Faced with a Bert Harris Private Property Protection Act lawsuit filed by the owners of Long Bar Pointe, the Manatee Count Commission decided on Dec. 16 to stand its ground (in this case, submerged ground) and defended its decision to deny a privately initiated text amendment to the Comprehensive Plan submitted by Cargo Partners VII, owners of the Long Bar Pointe properties.
The proposed amendment would have gutted every environmental protection provision in the Comp Plan that had been carefully crafted to protect air and water quality, wetlands, sea grass and mangrove habitats, manatees, fish and shellfish and coastal areas from flooding and manmade pollution. In other words, this amendment, purportedly offered in the name of promoting the public good, would have sabotaged all public goods which we all now enjoy.

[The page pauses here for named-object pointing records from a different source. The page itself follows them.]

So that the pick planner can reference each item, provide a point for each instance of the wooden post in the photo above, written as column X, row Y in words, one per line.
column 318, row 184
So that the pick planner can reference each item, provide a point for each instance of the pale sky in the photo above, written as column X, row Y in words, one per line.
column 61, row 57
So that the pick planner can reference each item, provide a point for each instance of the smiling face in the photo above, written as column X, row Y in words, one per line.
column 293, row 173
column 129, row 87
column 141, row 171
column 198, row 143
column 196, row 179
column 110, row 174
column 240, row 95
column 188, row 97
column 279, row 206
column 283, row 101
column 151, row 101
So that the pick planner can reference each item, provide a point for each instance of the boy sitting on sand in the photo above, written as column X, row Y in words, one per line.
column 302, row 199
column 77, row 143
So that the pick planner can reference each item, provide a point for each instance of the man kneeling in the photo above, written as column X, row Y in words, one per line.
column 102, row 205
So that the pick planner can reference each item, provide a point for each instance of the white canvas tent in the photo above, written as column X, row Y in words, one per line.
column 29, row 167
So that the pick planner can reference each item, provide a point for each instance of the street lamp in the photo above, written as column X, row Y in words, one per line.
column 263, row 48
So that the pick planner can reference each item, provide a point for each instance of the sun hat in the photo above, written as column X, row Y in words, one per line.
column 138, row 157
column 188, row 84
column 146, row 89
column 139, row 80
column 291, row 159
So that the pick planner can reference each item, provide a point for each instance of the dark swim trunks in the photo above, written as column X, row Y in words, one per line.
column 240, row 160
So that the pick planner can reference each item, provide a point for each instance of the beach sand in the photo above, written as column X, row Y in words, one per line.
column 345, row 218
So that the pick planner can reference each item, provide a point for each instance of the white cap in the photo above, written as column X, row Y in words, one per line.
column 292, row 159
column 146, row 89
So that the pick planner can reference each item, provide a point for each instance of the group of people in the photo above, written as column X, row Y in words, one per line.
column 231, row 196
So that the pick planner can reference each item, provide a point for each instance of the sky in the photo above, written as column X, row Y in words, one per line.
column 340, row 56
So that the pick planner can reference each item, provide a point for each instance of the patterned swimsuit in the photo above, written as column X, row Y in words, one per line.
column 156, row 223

Of course, the owners will claim that the intent of the text amendment was to except themselves from these environmental policies for the noble purpose of enhancing public access to the waterfront. They further promise to assiduously mitigate any damage done to a level that would exceed nature's capabilities. An extraordinary claim.
The basis of the exception? Being not less than 100 acres and being next to navigable water to provide for a marina. The rational nexus between having at least 100 acres and being able to violate a boatload of environmental protections might elude the rationale of an average citizen or a 10-year-old child.
Now the owners claim the denial of their text amendment was a taking of their 468-acre property, which includes 117 acres of submerged land. The suit claims $18 million in damages. Why not use Florida Forever funds to buy the submerged land? No damage. No need to mitigate.